IMF Reaches Staff-Level Deal With Ivory Coast, Flags Steady Growth Outlook
IMF Ivory Coast

IMF Reaches Staff-Level Deal With Ivory Coast, Flags Steady Growth Outlook

Mintesinot Niggusie

Ivory Coast's economy is expected to grow by 6 percent in 2026 as the International Monetary Fund confirmed a staff-level agreement with the country following a review of its reform programmes, citing continued resilience despite global headwinds.

The agreement covers the country's arrangements under the Extended Fund Facility, Extended Credit Facility and the Resilience and Sustainability Facility, following discussions led by IMF mission chief Geneviève Verdier with government authorities and other stakeholders.

Fiscal performance has improved, with the budget deficit narrowing to 3 percent of gross domestic product in 2025, meeting the convergence criteria set by the West African Economic and Monetary Union. The IMF attributed the adjustment to stronger domestic revenue mobilisation and tighter expenditure controls, while cautioning that the deficit could exceed the threshold if external conditions deteriorate.

The fund said structural reforms are advancing, including efforts to consolidate the Treasury Single Account to improve public cash management and strengthen governance systems aimed at reducing financial crime risks. Measures under the climate-focused programme include initiatives to cut emissions and develop a carbon taxation framework.

Despite the positive assessment, the external position is expected to weaken. The current account deficit is projected to widen to 2.2 percent of GDP in 2026 from 0.7 percent a year earlier, reflecting less favourable trade conditions. Inflation is also forecast to rise to 3.3 percent from 0.1 percent, driven by higher oil and fertiliser prices and supply disruptions.

At the same time, foreign exchange buffers have strengthened, supported by crude oil and gold exports and improved access to international capital markets. Reserves stood at the equivalent of about eight months of import cover as of March.

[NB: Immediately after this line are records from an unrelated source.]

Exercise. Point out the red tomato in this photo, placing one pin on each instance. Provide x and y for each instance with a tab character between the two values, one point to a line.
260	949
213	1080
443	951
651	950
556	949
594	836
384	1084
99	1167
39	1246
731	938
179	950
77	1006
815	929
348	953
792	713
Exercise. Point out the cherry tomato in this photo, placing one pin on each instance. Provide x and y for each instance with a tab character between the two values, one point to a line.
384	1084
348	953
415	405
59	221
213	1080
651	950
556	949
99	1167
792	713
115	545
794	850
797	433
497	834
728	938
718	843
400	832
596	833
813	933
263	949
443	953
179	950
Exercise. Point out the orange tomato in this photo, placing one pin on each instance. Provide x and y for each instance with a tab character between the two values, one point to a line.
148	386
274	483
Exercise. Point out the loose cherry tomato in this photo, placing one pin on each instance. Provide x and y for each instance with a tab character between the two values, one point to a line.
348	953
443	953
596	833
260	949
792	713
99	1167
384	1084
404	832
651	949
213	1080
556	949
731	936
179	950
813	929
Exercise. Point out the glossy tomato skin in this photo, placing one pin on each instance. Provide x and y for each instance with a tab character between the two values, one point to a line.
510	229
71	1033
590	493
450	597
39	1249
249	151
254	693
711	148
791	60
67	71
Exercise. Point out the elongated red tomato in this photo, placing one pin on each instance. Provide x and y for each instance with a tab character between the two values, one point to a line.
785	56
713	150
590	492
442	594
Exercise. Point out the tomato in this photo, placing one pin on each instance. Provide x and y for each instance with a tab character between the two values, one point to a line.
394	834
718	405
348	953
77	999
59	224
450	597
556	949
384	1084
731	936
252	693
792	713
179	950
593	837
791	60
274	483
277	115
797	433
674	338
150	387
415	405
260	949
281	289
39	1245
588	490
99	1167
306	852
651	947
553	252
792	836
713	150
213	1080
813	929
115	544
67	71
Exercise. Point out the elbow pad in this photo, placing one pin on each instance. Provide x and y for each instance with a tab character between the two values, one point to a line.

Over the medium term, the government plans to increase tax revenue to 18 percent of GDP by broadening the tax base and improving compliance, with the aim of financing infrastructure and social spending under its national development strategy.

The IMF said growth averaged over the medium term is expected to reach 6.7 percent, with inflation stabilising below regional targets. It added that the country remains at a moderate risk of debt distress.